2012 NORTHERN TRUST OPEN
This year's edition of the Northern Trust Open is the 48th PGA Tour event that Riviera has hosted since it opened in 1926.
The best player gets his choice of tee times for the pro-am, and the early spots go first. Along with being No. 1 in the world, Donald sits atop both the PGA Tour and European Tour money lists, the first player ever to lead the two biggest tours.
As for the work ethic? Getting to the top wasn’t an accident.
“I think the best part of being No. 1 is knowing that my best golf is good enough to get me to that No. 1 spot, just from a confidence and mental standpoint,” Donald said. “That’s gratifying to know that the hard work is paying off.”
The hardest part might be the encore.
Donald is coming off a year he won’t ever forget, and it all began at Riviera with a round he would like to erase from his memory. In his first event, he shot a 79 in the second round to miss the cut.
Toward the end of his season, he had won a career-best four times, including the most exciting finish this side of a major when he birdied six straight holes to start the back nine at Disney and closed with a 64 for a two-shot victory. It gave him the double money title, and was enough to make him a landslide winner of PGA Tour Player of the Year.
Off the course was joy and grief.
His father, Colin, died of heart failure just a few days before Donald’s wife gave birth to their second daughter.
“Obviously, a decent amount of my work had already been done,” Donald said. “I’d had a great season up until that point. And in a way, those couple weeks were very tough. I think the birth of my second daughter helped shed a little bit of grace on the whole situation. It helped with the passing of my father. And I think I came out of it a stronger person with a little bit more perspective.”
His father rarely went to golf tournaments. He was proud of his son more as a person than just a golfer.
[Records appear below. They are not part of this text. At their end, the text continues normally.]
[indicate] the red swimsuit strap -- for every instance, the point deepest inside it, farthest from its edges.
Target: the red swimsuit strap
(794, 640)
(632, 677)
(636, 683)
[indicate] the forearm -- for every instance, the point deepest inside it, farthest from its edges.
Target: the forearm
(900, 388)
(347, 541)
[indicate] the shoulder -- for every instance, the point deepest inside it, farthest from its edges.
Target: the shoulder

The last two years had been a struggle, as his father went from double knee replacement to an addiction to pain killers, then bouts of depression.
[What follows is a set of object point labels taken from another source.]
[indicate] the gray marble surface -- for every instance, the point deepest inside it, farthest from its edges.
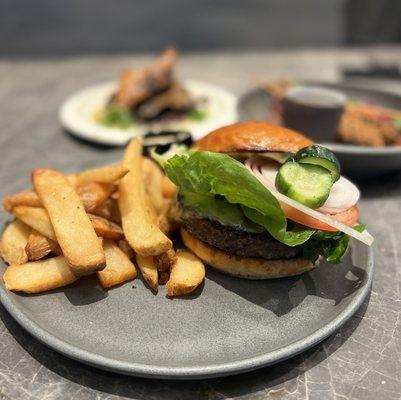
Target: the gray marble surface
(361, 361)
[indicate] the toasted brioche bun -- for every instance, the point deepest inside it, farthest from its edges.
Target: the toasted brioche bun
(253, 136)
(248, 268)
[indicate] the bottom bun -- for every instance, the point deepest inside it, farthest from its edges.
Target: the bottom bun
(248, 268)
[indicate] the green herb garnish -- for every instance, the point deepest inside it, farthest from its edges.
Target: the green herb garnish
(116, 116)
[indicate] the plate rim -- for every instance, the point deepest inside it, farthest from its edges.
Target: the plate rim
(118, 137)
(338, 147)
(197, 372)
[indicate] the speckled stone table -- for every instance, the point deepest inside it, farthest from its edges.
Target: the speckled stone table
(361, 361)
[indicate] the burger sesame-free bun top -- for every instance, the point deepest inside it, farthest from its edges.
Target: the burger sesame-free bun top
(253, 136)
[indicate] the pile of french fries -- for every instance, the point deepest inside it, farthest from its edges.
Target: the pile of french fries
(102, 221)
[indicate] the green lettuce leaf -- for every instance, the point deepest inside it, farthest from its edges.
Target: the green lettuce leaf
(218, 209)
(331, 245)
(212, 174)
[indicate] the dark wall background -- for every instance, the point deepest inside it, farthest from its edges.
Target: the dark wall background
(54, 27)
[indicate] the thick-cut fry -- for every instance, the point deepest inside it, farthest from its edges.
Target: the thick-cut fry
(118, 266)
(186, 274)
(40, 246)
(164, 262)
(152, 178)
(149, 270)
(165, 222)
(38, 276)
(105, 228)
(109, 174)
(109, 210)
(26, 198)
(94, 194)
(168, 187)
(74, 231)
(140, 230)
(37, 218)
(126, 248)
(13, 242)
One moment stands out for Donald, and he wasn’t even there.
He was at Wentworth, fighting a flawed swing to stay in the hunt long enough to get into a playoff with Lee Westwood, beat him on the first extra hole and replace him as No. 1 in the world.
Donald’s brother, Christian, was home that weekend with their father, watching it unfold on television.
“He looked in Chris’ eye, and it was a proud moment,” Donald said. “He’s always been proud and supportive, more proud of the person I turned into.”
Donald opened his season in Abu Dhabi with a tie for 48th, the first time since August that he didn't finish among the top 12. That’s still better than missing the cut, as he did at the Northern Trust Open a year ago.
Riviera is where Donald comes full circle.
He leads a field that features two-time winner Phil Mickelson, coming off his six-shot comeback to win last week at Pebble Beach; a pair of Aussies in Jason Day and Adam Scott, who are playing the PGA Tour for the first time this year; and Padraig Harrington, who started to show some long lost form at Pebble Beach.
Also playing is Sergio Garcia, a regular partner of Donald in the Ryder Cup. Garcia once talked about winning money titles on both sides of the Atlantic, and he was impressed -- as was most everyone -- that Donald got it done.
“Very remarkable,” Garcia said. “It’s never really been done by a guy that is a member of both tours, so it shows you how difficult it is to do it. For a guy like Luke to be able to do it, as well as No. 1, it was great to see.”
Donald finally is getting the respect for his feats, especially his world ranking.
Westwood got the same questions, mostly from an American audience -- how can a guy be No. 1 without ever winning a major? Those questions mainly were born out of comparisons to Tiger Woods, who had been No. 1 for 10 years of his career, and who won majors with regularity. The world ranking is about accumulating points, and no one was more consistent than Donald.
By the end of the year, there were no questions about who was No. 1 in the world.
“I think the way in which I won in Disney helped, and winning both money titles,” Donald said. “People, especially my peers, realized what an accomplishment that was, playing a limited schedule and pulling off both money titles. I think I went up in the estimation of my peers.”
As for the majors?
That’s a priority.
The Masters is two months away, and Donald is building toward that. He’ll play the next two weeks, including his first title defense at the WGC-Accenture Match Play Championship, then play consecutive weeks in Florida at Doral and Tampa.
Donald talks about a strong will to succeed, and there’s no reason to think that won’t apply during the four biggest weeks of the year.
“I feel like my game is good enough right now to win majors,” Donald said. “I don’t feel like there’s a huge weakness. If I can win four times in a year, I should be able to win a major. There are still things I can improve on to give myself better opportunities.”